« 1821 »

In June 1821, the Arkansas Territorial Legislature moved its seat of government from Arkansas Post to Little Rock. Printer William E. Woodruff followed in the fall. He printed his final Arkansas Post edition of The Arkansas Gazette on Nov. 24 and headed north, hauling his printing press across frozen prairie.

In Arkansas Gazette: The Early Years (1819-1866), Margaret Ross estimates he reached the new capital between Dec. 4 and 11 carrying only enough paper to print two of his usually four-page issues.

Low water followed by a harsh winter had blocked his October paper shipment; and rivers froze so he wasn’t able to obtain more paper at Little Rock until February 1822. He stretched his supply by printing on half sheets and using his smallest type.

And so the Dec. 29, 1821, issue of the Gazette — the first printed in Little Rock — was only a two-page edition, printed on one-half sheet of paper.

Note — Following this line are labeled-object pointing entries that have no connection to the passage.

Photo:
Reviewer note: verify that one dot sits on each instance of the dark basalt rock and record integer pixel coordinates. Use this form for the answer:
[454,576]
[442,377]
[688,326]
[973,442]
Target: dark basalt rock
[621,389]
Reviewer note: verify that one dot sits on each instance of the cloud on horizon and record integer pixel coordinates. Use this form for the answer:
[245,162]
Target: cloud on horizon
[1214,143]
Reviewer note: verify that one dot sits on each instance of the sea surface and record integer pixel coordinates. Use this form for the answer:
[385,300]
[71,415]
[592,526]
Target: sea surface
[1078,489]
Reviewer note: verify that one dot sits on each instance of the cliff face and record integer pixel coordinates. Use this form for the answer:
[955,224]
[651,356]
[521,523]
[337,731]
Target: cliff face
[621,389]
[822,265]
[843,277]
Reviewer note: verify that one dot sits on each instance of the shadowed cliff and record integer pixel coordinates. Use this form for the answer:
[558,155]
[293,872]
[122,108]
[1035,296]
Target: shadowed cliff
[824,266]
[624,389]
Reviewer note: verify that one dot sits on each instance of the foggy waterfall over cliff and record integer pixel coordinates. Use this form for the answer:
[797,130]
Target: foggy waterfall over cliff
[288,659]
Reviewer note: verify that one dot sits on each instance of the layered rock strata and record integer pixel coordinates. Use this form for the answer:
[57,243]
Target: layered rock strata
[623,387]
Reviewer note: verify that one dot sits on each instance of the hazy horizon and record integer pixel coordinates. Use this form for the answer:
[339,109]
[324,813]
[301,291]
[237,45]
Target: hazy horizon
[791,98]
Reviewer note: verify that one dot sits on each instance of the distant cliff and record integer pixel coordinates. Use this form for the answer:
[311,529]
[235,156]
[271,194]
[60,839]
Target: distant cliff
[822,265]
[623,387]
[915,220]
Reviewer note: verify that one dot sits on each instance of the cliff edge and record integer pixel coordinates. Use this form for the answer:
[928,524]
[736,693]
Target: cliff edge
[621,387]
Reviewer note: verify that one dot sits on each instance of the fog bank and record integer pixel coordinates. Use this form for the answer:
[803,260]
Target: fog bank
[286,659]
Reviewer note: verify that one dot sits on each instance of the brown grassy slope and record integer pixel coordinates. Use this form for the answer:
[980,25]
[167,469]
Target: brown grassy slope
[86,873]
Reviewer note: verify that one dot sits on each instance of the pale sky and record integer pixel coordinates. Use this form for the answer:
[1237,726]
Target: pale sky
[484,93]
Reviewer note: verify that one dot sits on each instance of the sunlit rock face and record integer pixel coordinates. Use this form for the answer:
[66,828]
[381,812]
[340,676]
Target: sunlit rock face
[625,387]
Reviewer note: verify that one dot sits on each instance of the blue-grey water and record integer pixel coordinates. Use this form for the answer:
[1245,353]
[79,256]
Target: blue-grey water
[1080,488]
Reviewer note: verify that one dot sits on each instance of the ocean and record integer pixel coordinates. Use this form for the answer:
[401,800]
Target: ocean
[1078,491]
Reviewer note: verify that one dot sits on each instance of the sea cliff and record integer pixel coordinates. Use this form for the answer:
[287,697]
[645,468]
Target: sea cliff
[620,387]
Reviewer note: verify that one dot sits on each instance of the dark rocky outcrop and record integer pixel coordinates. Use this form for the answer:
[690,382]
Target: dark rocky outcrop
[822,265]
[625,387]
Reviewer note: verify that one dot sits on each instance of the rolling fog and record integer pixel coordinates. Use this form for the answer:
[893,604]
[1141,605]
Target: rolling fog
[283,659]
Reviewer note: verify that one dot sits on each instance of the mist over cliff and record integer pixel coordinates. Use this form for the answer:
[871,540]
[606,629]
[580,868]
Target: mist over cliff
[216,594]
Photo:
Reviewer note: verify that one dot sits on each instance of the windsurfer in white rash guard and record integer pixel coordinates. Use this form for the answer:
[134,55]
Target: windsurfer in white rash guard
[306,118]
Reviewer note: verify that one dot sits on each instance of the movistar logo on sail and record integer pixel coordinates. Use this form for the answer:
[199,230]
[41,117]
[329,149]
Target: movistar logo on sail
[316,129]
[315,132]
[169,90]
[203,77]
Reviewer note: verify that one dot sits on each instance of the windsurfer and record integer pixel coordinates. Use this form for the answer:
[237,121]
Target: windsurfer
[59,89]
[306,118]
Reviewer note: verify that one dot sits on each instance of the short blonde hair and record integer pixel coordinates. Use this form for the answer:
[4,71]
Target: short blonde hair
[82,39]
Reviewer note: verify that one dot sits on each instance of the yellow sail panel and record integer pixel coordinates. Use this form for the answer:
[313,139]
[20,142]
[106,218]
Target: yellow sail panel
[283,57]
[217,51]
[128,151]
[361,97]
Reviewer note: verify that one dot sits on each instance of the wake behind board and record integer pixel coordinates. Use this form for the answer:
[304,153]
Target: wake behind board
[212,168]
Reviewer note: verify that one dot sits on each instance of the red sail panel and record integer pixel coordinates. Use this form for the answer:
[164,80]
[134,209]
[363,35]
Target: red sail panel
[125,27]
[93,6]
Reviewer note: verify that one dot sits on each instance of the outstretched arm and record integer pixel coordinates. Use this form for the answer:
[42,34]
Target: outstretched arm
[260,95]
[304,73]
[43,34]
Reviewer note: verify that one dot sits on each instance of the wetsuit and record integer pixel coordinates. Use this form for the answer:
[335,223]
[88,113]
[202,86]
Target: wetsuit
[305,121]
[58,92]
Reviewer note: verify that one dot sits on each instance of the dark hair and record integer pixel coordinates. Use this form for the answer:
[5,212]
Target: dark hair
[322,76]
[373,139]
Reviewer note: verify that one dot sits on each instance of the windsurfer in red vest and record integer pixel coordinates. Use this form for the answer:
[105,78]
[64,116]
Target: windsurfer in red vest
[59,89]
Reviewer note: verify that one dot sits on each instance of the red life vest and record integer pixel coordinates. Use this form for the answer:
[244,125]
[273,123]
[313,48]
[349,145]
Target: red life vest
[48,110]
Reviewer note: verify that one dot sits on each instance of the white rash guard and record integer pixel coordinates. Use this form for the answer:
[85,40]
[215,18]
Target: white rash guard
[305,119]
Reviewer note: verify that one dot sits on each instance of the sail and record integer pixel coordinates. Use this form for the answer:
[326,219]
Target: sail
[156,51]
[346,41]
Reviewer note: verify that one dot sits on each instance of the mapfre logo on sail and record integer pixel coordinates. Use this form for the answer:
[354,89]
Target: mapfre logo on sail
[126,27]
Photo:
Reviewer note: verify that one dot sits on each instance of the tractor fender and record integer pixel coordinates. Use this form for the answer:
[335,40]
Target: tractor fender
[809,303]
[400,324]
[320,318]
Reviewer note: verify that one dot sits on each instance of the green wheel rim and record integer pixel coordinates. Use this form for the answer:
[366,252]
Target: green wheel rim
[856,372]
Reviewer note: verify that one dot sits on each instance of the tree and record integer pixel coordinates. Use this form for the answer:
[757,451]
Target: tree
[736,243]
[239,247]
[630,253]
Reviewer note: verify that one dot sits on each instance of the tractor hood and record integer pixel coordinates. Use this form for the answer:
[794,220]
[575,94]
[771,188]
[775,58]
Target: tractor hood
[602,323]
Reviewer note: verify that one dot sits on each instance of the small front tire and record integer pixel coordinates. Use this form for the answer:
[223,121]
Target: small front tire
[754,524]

His partnership with Robert Briggs had ended amicably at Arkansas Post in May; he had delivered on a commission from the Legislature for a book of laws governing the territory; and so the nameplate on Page 1 of his first Little Rock Gazette proclaimed: “By William E. Woodruff, Printer to the Territory and Publisher of the Laws of the United States, by Authority.”